By determining what goes missing in human cells when the gene that is most commonly mutated in pancreatic cancer gets turned on, Johns Hopkins scientists have discovered a potential strategy for therapy.
The production of a particular cluster of genetic snippets known as microRNAs is dramatically reduced in human pancreatic tumor cells compared to healthy tissue, the researchers report in a study published on Dec. 15 in Genes and Development. When the team restored this tiny regulator, called miR-143/145, back to normal levels in human pancreatic cancer cells, those cells lost their ability to form tumors.
"Our finding that these specific microRNAs are downstream of the most important oncogene in pancreatic cancer sets the stage for developing methods to deliver them to tumors," says Josh Mendell, an associate professor in the McKusick-Nath-ans Institute of Genetic Medicine, Johns Hopkins University School of Medicine, and an early career scientist of the Howard Hughes Medical Institute.
"When we restore microRNAs to cancer cells in which their levels are repressed, the cells no longer are tumorigenic. We have every reason to believe that the efficient delivery of miR-143/145, if achievable, would be therapeutically beneficial."
The researchers conducted their studies in a multitude of model systems — human cells growing in culture, as well as those harvested directly from tumors, and also in mice and zebrafish.

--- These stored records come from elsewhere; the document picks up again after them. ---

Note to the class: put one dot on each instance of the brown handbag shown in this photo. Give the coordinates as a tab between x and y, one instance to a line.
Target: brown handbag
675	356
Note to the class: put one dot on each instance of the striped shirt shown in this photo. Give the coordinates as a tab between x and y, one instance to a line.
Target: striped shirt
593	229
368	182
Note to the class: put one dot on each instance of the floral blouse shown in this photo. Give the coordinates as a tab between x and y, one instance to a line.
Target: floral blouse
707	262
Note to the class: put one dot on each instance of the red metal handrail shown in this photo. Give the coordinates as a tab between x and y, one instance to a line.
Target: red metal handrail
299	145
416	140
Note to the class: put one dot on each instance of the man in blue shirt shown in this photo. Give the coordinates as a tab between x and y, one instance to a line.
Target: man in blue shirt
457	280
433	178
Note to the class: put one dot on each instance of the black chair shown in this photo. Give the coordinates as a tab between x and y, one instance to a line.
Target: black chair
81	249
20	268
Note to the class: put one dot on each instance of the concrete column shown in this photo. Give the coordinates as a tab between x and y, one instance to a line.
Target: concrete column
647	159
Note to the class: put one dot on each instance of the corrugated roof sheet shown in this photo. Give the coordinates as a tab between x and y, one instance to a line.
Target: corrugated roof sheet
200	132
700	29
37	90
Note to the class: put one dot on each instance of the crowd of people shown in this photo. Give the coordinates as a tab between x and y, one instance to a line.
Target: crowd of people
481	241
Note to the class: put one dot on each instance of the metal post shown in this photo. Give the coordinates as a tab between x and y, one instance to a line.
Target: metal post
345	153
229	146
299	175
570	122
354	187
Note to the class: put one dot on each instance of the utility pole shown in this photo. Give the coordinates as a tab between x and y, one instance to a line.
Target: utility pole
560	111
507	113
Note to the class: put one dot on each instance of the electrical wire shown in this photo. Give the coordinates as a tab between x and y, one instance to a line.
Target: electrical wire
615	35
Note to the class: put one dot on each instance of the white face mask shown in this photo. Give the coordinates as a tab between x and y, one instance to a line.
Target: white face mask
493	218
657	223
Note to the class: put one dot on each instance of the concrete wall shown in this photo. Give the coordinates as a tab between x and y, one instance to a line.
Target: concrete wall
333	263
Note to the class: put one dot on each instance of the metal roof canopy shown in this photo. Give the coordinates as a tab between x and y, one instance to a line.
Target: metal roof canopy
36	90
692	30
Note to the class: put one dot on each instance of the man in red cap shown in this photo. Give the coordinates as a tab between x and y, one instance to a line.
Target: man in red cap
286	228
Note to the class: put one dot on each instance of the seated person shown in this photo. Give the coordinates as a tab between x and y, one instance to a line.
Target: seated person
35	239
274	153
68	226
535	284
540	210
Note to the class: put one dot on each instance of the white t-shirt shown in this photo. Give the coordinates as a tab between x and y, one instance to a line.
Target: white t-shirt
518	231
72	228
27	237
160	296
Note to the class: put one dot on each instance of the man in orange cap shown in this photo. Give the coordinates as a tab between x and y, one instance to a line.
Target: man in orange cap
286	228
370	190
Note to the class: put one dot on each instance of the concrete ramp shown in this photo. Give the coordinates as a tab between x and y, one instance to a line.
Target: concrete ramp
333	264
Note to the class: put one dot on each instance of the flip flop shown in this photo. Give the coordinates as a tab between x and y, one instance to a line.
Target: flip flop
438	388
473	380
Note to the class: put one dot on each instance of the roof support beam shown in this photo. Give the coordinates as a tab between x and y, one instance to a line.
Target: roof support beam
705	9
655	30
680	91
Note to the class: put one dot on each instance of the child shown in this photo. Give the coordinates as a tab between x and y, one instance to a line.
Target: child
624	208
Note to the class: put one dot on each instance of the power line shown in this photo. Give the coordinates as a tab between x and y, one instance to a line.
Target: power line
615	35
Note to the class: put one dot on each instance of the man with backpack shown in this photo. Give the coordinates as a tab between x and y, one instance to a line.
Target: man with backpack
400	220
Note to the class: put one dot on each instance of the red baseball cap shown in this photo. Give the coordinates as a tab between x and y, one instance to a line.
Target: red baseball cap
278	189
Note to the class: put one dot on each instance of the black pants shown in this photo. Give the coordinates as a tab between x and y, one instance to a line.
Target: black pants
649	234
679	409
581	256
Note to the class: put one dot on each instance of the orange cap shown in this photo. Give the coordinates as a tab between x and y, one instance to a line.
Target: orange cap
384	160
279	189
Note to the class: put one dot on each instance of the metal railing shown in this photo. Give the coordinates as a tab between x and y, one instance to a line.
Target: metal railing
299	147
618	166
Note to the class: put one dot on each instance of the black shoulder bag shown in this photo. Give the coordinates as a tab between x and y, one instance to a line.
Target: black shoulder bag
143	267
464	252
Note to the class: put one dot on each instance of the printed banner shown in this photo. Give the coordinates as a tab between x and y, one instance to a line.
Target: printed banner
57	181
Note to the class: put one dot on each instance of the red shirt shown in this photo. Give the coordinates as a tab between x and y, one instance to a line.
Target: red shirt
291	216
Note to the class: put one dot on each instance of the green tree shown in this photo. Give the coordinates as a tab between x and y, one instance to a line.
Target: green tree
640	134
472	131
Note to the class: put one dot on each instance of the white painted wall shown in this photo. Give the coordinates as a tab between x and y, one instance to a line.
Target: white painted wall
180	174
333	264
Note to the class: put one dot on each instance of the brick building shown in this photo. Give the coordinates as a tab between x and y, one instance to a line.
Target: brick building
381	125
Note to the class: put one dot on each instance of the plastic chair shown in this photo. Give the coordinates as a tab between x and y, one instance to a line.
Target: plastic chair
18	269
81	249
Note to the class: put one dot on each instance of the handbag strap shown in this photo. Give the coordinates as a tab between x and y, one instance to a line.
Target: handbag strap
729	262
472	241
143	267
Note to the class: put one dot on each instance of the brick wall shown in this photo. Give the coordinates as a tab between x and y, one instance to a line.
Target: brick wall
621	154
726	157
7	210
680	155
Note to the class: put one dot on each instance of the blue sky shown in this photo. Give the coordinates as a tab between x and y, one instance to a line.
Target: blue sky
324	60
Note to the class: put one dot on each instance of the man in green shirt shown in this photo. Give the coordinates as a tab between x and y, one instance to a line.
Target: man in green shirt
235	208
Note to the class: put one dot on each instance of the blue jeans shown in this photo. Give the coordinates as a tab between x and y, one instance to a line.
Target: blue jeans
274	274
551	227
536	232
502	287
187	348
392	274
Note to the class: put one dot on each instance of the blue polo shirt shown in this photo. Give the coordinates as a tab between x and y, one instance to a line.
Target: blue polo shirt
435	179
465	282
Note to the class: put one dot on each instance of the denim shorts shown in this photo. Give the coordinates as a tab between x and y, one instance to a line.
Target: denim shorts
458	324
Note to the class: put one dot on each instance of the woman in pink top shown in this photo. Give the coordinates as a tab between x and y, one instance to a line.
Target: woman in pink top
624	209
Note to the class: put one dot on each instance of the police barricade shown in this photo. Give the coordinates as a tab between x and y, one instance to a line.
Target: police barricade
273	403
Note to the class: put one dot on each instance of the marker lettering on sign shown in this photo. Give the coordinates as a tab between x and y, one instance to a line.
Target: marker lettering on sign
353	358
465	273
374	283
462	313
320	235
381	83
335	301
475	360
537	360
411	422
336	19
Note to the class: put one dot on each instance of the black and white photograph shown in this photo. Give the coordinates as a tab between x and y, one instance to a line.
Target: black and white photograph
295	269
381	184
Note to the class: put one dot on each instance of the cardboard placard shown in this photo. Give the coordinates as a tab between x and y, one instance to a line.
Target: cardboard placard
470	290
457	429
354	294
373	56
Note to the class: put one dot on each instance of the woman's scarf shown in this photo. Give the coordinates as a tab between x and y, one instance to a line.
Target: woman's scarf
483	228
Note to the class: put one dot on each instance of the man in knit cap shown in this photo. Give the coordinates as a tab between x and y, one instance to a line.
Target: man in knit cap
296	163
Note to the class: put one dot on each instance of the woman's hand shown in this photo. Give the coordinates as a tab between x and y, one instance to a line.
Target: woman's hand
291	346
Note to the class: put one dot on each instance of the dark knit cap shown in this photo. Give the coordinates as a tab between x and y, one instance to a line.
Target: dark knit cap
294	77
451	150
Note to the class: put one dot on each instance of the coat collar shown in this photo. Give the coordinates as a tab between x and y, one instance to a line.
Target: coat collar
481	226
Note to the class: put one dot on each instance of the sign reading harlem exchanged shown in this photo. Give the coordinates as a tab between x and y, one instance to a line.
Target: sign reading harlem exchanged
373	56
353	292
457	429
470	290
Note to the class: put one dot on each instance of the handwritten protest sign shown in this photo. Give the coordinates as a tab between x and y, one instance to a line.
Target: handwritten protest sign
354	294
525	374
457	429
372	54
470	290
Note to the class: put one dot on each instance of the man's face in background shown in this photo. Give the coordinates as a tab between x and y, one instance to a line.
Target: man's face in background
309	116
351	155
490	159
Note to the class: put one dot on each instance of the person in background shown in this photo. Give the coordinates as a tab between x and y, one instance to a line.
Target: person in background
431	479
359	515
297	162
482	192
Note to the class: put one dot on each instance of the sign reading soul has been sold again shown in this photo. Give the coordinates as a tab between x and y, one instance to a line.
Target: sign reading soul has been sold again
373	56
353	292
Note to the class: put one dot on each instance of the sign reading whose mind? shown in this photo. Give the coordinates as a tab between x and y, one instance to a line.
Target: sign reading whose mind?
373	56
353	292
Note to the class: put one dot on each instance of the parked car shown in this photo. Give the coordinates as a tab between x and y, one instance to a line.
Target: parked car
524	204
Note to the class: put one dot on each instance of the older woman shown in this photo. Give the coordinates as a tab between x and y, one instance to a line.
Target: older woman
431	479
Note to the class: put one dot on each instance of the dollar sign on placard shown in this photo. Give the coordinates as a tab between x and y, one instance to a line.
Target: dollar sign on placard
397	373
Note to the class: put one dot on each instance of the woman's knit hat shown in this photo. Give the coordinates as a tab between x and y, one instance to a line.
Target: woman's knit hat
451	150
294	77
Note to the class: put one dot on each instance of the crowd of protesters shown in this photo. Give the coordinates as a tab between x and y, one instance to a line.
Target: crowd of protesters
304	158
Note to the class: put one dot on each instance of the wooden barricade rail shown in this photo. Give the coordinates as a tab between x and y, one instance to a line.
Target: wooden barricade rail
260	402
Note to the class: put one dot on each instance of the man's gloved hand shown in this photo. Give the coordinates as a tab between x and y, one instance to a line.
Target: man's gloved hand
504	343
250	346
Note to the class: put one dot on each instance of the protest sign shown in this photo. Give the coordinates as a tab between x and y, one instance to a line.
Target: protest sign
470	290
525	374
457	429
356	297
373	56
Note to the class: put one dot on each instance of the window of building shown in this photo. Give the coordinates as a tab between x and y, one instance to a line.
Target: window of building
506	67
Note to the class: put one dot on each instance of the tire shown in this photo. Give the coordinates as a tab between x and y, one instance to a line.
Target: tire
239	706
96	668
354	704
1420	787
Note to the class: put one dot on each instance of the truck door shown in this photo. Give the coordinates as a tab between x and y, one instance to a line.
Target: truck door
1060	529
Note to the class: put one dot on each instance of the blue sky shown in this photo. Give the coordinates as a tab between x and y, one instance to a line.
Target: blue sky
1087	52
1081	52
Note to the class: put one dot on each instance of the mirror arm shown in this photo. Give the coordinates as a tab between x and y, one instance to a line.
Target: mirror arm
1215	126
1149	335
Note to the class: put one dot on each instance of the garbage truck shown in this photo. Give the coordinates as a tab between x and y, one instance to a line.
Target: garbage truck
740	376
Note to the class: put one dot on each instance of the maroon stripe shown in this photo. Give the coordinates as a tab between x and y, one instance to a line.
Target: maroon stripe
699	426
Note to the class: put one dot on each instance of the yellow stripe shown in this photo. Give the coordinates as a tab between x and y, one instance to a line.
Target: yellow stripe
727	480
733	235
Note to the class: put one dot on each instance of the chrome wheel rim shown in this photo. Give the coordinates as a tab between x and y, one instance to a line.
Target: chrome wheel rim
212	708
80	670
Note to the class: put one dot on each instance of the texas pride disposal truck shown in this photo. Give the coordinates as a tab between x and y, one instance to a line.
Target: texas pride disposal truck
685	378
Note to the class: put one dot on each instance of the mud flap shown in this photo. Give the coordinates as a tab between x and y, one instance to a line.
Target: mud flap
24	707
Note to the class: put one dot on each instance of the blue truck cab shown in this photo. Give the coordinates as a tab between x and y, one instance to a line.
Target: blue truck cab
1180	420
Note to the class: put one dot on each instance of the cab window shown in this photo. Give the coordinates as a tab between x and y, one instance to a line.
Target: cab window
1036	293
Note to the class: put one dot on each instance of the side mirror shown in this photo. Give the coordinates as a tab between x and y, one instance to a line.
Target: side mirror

"It is likely that some microRNAs will have very broad antitumorigenic effects in many different types of cancers," says Mendell, whose lab is building animal models to investigate how different microRNAs participate in different tumor types. "In fact, there is already evidence that miR-143/145 can suppress other types of tumors, such as colon and prostate cancer. On the other hand, the effects of some microRNAs will likely be very tumor-specific."
Adds Mendell: "We need a better understanding of their basic functions to more fully understand how microRNAs participate in diseases."